Quando andrai via

Sarebbero state giornate di festa e avremmo potuto gioire, proprio come facevamo sempre.
Invece siamo qui, nessun compleanno per nonna Lucia, nessun compleanno per te che sei – non so dire dove né come – e non riesco a pensare che succederà, nemmeno nell’immediato. Viaggiamo tutti a lume di naso, attraversiamo l’indefinito: la situazione più logorante per qualsiasi essere umano.
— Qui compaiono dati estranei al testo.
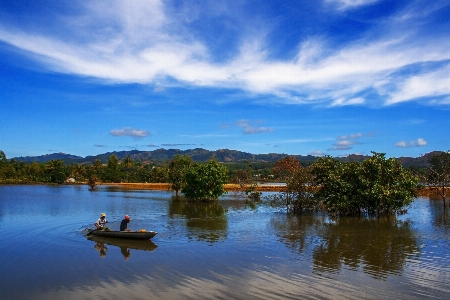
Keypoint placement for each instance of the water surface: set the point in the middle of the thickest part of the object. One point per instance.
(230, 249)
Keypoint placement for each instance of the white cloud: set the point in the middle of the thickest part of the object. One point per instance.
(420, 142)
(346, 142)
(433, 84)
(349, 4)
(251, 129)
(125, 41)
(128, 131)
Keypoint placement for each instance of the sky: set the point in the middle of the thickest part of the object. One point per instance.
(299, 77)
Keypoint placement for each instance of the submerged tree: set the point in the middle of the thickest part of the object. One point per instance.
(376, 185)
(92, 182)
(439, 177)
(178, 167)
(205, 181)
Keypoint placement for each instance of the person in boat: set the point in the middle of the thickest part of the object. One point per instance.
(100, 223)
(124, 223)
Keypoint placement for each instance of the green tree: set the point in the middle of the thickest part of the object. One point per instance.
(376, 185)
(439, 177)
(205, 181)
(178, 167)
(300, 187)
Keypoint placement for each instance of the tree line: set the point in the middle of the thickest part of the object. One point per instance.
(376, 185)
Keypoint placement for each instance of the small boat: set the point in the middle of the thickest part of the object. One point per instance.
(145, 245)
(135, 235)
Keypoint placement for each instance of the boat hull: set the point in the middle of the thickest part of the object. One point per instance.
(134, 235)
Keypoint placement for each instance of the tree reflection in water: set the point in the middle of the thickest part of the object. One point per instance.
(438, 212)
(378, 246)
(205, 221)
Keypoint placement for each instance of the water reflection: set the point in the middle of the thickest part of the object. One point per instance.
(439, 215)
(205, 221)
(374, 246)
(124, 245)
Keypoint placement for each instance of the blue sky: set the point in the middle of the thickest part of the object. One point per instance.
(325, 77)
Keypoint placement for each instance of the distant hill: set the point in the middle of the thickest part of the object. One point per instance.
(203, 155)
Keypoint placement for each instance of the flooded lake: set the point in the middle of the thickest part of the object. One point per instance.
(230, 249)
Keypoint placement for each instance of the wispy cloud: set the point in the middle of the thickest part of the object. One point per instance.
(420, 142)
(346, 142)
(349, 4)
(131, 42)
(251, 127)
(176, 145)
(128, 131)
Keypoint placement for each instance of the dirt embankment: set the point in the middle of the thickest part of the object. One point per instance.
(231, 187)
(168, 186)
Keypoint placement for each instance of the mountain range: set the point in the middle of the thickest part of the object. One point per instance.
(203, 155)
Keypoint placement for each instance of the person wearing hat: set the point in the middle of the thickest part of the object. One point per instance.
(100, 224)
(124, 223)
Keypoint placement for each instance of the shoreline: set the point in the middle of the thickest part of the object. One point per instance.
(427, 191)
(168, 186)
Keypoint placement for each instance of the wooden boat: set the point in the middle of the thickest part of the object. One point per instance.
(145, 245)
(135, 235)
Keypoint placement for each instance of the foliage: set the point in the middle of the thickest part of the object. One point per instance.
(299, 194)
(286, 167)
(439, 176)
(92, 182)
(205, 181)
(376, 185)
(178, 167)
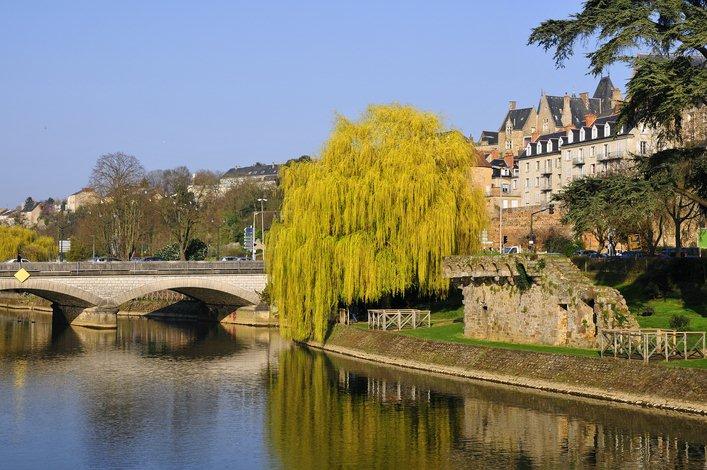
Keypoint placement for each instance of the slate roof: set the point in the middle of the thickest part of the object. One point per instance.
(259, 169)
(490, 137)
(518, 118)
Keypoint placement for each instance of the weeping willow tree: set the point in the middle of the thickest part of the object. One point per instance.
(389, 198)
(28, 243)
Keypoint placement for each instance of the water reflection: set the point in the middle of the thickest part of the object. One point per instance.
(196, 395)
(383, 417)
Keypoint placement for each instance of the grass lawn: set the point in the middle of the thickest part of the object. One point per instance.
(454, 332)
(448, 325)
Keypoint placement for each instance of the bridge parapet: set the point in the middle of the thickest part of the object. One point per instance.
(88, 268)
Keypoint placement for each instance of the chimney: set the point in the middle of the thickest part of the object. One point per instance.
(509, 158)
(616, 99)
(584, 96)
(566, 111)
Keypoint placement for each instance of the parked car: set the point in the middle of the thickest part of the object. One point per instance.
(633, 254)
(235, 258)
(103, 259)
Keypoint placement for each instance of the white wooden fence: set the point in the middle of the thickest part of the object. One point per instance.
(647, 344)
(386, 319)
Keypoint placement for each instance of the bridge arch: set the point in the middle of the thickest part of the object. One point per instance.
(57, 292)
(209, 291)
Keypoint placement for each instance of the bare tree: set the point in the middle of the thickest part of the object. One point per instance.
(119, 180)
(179, 205)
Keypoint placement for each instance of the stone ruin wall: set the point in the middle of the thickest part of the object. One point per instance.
(560, 307)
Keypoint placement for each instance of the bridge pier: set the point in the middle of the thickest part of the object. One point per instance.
(100, 317)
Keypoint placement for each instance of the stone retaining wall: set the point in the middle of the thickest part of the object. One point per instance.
(607, 379)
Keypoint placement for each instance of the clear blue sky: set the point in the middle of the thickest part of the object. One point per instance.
(214, 84)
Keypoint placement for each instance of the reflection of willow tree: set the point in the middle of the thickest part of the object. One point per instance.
(312, 423)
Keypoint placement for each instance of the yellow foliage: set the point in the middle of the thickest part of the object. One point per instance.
(29, 243)
(389, 198)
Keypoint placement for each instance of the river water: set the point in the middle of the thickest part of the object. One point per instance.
(196, 395)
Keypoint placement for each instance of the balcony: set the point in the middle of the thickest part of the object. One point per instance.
(605, 157)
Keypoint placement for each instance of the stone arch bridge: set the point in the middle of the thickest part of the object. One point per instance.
(90, 294)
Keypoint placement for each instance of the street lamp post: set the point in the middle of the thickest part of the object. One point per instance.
(262, 224)
(551, 209)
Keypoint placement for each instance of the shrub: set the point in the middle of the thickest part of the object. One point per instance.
(556, 243)
(679, 322)
(653, 291)
(647, 312)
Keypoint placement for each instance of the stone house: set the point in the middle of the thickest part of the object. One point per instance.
(516, 127)
(261, 174)
(598, 146)
(86, 196)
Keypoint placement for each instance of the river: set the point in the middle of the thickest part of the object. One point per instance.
(197, 395)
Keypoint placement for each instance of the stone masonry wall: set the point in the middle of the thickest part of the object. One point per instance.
(535, 299)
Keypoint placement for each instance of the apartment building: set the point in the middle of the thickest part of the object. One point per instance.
(599, 146)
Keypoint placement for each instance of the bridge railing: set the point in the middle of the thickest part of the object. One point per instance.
(88, 268)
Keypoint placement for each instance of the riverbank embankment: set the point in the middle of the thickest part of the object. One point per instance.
(617, 380)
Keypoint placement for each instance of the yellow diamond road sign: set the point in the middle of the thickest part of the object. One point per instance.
(22, 275)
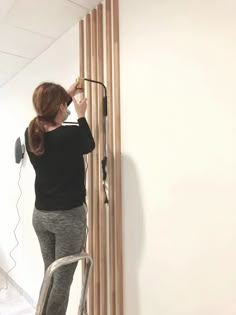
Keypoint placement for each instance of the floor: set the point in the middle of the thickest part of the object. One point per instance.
(11, 302)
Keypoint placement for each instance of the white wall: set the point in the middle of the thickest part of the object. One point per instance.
(60, 64)
(179, 158)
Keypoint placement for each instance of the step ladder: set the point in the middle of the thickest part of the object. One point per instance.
(57, 264)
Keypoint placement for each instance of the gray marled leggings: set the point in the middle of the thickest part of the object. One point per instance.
(60, 233)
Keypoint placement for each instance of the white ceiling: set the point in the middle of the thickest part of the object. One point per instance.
(29, 27)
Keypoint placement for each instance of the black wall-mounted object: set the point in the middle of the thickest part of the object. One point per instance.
(19, 150)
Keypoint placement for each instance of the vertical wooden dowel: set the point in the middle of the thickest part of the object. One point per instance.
(81, 69)
(112, 282)
(95, 168)
(102, 209)
(117, 157)
(90, 161)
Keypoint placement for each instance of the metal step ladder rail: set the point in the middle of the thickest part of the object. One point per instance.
(57, 264)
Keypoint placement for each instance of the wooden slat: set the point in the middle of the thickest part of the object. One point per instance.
(102, 209)
(95, 169)
(90, 161)
(112, 282)
(117, 157)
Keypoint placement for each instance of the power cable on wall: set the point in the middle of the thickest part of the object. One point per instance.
(14, 231)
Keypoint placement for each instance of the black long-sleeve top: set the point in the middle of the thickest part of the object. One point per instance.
(59, 181)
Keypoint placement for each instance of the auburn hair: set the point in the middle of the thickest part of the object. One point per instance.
(47, 99)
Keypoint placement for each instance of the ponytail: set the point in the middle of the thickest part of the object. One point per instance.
(36, 136)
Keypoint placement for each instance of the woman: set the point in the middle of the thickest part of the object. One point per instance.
(56, 153)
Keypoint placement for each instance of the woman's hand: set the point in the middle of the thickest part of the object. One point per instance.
(73, 90)
(80, 107)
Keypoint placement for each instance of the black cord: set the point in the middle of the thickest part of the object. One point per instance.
(14, 231)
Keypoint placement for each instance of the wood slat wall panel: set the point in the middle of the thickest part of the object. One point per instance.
(117, 164)
(96, 225)
(102, 209)
(101, 31)
(90, 161)
(112, 277)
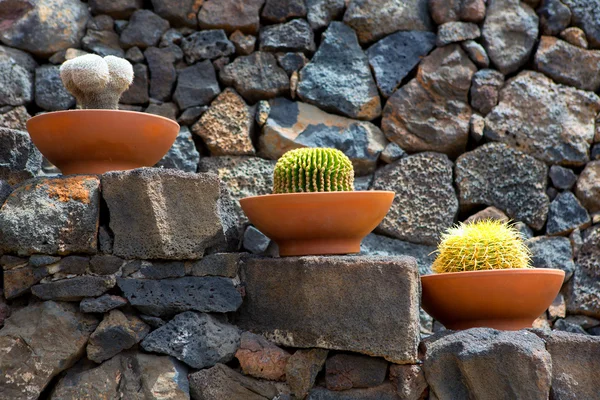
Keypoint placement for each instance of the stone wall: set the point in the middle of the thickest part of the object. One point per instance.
(150, 283)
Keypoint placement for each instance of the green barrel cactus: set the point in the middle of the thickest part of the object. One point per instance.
(313, 170)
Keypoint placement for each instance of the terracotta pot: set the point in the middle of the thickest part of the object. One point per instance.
(97, 141)
(508, 299)
(318, 223)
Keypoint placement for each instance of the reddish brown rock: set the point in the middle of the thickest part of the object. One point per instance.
(260, 358)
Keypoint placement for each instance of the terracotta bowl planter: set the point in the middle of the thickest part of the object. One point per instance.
(97, 141)
(508, 299)
(318, 223)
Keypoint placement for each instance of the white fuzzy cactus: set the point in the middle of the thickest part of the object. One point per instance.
(96, 82)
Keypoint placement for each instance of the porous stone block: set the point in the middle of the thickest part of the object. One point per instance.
(368, 305)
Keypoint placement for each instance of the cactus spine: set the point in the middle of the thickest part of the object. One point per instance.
(313, 170)
(482, 245)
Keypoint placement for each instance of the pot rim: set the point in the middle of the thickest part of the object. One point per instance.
(51, 114)
(513, 271)
(338, 193)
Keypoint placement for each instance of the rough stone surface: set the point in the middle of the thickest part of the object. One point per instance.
(171, 296)
(231, 15)
(292, 125)
(568, 64)
(144, 30)
(256, 77)
(206, 45)
(295, 35)
(69, 210)
(393, 57)
(497, 175)
(19, 158)
(374, 19)
(73, 289)
(588, 187)
(226, 127)
(431, 112)
(552, 252)
(116, 332)
(140, 201)
(566, 214)
(31, 354)
(562, 127)
(338, 78)
(221, 382)
(260, 358)
(49, 26)
(466, 364)
(16, 77)
(302, 368)
(509, 33)
(199, 340)
(304, 285)
(425, 202)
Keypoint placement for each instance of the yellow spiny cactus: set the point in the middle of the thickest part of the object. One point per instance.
(313, 170)
(486, 244)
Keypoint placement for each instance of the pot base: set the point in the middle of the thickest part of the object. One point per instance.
(318, 247)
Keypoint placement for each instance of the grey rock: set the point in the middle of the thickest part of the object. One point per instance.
(180, 13)
(206, 45)
(144, 30)
(199, 340)
(338, 78)
(102, 304)
(374, 19)
(554, 17)
(183, 155)
(456, 31)
(16, 77)
(48, 26)
(129, 375)
(322, 12)
(509, 33)
(116, 332)
(32, 354)
(119, 9)
(295, 35)
(255, 241)
(419, 213)
(282, 10)
(552, 252)
(476, 53)
(485, 90)
(292, 125)
(171, 296)
(553, 55)
(196, 85)
(136, 197)
(561, 129)
(305, 284)
(54, 216)
(431, 112)
(19, 158)
(497, 175)
(256, 77)
(74, 289)
(574, 365)
(393, 57)
(50, 93)
(465, 365)
(566, 214)
(222, 382)
(585, 14)
(562, 178)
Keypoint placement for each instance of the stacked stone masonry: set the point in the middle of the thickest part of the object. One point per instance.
(151, 284)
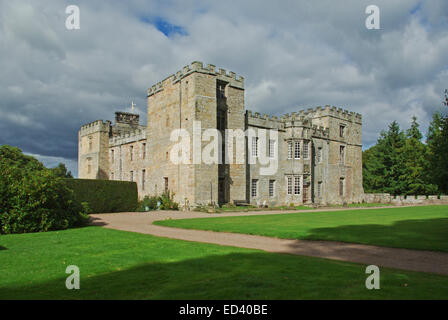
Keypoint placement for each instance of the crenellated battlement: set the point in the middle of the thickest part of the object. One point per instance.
(197, 66)
(127, 137)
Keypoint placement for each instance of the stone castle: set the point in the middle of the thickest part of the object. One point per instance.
(317, 152)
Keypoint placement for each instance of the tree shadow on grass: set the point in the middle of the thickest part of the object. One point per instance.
(236, 276)
(420, 234)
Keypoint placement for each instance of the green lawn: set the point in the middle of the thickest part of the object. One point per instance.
(424, 228)
(124, 265)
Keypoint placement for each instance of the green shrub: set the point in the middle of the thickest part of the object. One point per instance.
(105, 195)
(167, 201)
(33, 198)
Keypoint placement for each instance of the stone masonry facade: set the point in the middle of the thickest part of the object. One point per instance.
(317, 152)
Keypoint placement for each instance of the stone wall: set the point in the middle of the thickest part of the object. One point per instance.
(404, 200)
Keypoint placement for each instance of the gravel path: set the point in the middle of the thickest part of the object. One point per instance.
(414, 260)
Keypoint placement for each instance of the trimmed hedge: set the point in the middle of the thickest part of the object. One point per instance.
(33, 198)
(105, 196)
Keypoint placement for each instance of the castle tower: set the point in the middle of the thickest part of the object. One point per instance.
(195, 99)
(93, 150)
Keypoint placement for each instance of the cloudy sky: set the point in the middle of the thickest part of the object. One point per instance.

Mi sto preparando dignitosamente, come è nostro solito, ma mi sento mancare la grinta che avevo e non ho più le energie di qualche anno fa. Sono stanca, emotivamente stanca. A volte sembro persino spazientita per le cose più stupide, quelle evitabili. Tu avresti riso e mi avresti detto di non prendermela, mi avresti spiegato che non tutti sono fatti come noi, che non devo niente a nessuno e tante altre cose riassumibili in “Bella di zio, a te, che te ne frega? Ricordati sempre chi sei e prendili anche un po’ in giro, falli contenti, dì loro di sì: non ti fanno ridere?” – e, a questo punto, sarebbero partiti l’abbraccio, il pizzico sulla guancia e la pacca sulla schiena.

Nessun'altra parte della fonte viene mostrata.